What is a SOM?
A Self-Organizing Map (SOM), also called a Kohonen map, is a 2D lattice of units. Each unit has a weight vector in the same space as the input. During training, inputs pull the most similar unit—the best matching unit (BMU)—and its neighbors closer, so nearby units in the lattice specialize in nearby regions of the data space.
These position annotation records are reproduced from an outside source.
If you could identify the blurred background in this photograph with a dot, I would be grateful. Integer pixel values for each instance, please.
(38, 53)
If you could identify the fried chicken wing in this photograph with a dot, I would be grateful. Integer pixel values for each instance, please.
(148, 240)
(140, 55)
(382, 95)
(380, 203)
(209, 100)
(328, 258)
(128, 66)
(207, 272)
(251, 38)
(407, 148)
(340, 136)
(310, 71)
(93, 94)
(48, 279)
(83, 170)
The result is a topology-preserving projection: neighborhoods in data map to neighborhoods on the grid.
Core mechanics
- BMU: For input x, find unit i minimizing distance d(x, wᵢ) (usually Euclidean).
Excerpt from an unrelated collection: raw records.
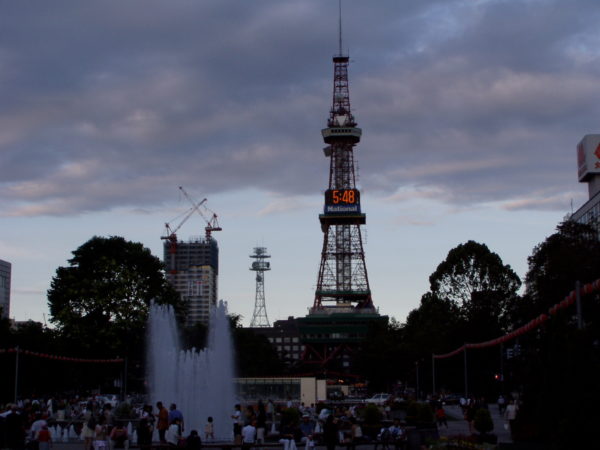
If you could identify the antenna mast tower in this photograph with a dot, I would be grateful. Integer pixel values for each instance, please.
(260, 266)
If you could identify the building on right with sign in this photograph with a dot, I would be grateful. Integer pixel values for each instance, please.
(588, 170)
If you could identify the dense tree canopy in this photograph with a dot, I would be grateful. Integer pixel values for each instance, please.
(558, 372)
(471, 268)
(101, 299)
(569, 255)
(480, 284)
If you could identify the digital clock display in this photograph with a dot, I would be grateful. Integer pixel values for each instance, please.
(339, 201)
- Neighborhood: Units near the BMU in grid coordinates receive a larger update.
- Update: wⱼ ← wⱼ + α(t) · hⱼ,ᵇᵐᵤ(t) · (x − wⱼ), with decaying α and neighborhood width.
- Convergence: Start broad and strong; narrow and fine-tune over time.
When and why to use SOMs
Great fits
- Topology-aware clustering: You want cluster structure and neighborhood relationships.
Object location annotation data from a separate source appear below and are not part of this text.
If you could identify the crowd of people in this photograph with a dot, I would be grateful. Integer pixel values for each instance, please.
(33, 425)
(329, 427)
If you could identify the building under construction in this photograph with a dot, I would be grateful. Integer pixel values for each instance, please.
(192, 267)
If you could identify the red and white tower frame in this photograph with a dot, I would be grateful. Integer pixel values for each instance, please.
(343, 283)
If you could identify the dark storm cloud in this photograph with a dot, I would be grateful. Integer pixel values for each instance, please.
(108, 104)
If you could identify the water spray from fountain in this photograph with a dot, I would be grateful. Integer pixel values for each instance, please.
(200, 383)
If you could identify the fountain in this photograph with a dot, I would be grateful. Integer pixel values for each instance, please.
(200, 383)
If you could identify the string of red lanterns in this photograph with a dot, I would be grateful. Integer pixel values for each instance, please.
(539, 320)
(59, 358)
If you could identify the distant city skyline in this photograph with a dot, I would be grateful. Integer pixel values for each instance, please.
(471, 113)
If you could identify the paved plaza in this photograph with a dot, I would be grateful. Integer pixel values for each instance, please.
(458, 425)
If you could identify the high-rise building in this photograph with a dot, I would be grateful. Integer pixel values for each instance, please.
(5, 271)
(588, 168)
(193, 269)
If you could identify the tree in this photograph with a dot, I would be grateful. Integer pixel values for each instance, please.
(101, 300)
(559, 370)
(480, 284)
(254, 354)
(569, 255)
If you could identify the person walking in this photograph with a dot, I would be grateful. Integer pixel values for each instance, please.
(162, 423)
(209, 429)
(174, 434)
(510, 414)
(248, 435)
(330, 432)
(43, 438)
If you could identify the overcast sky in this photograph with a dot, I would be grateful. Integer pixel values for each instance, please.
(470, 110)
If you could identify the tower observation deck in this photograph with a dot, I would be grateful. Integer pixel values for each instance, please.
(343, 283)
- Visualization: Map complex vectors (e.g., spectra, embeddings) onto an interpretable 2D grid.
- Vector quantization: Build codebooks for compression or fast nearest-neighbor lookups.
- Prototyping: Quick, unsupervised exploration before committing to labels or models.
Considerations
- Parameters matter: Learning-rate and neighborhood schedules strongly affect outcomes.
- Grid bias: The pre-set grid size/shape constrains resolution and topology.
- Scale sensitivity: Inputs should be normalized; feature scaling changes the geometry.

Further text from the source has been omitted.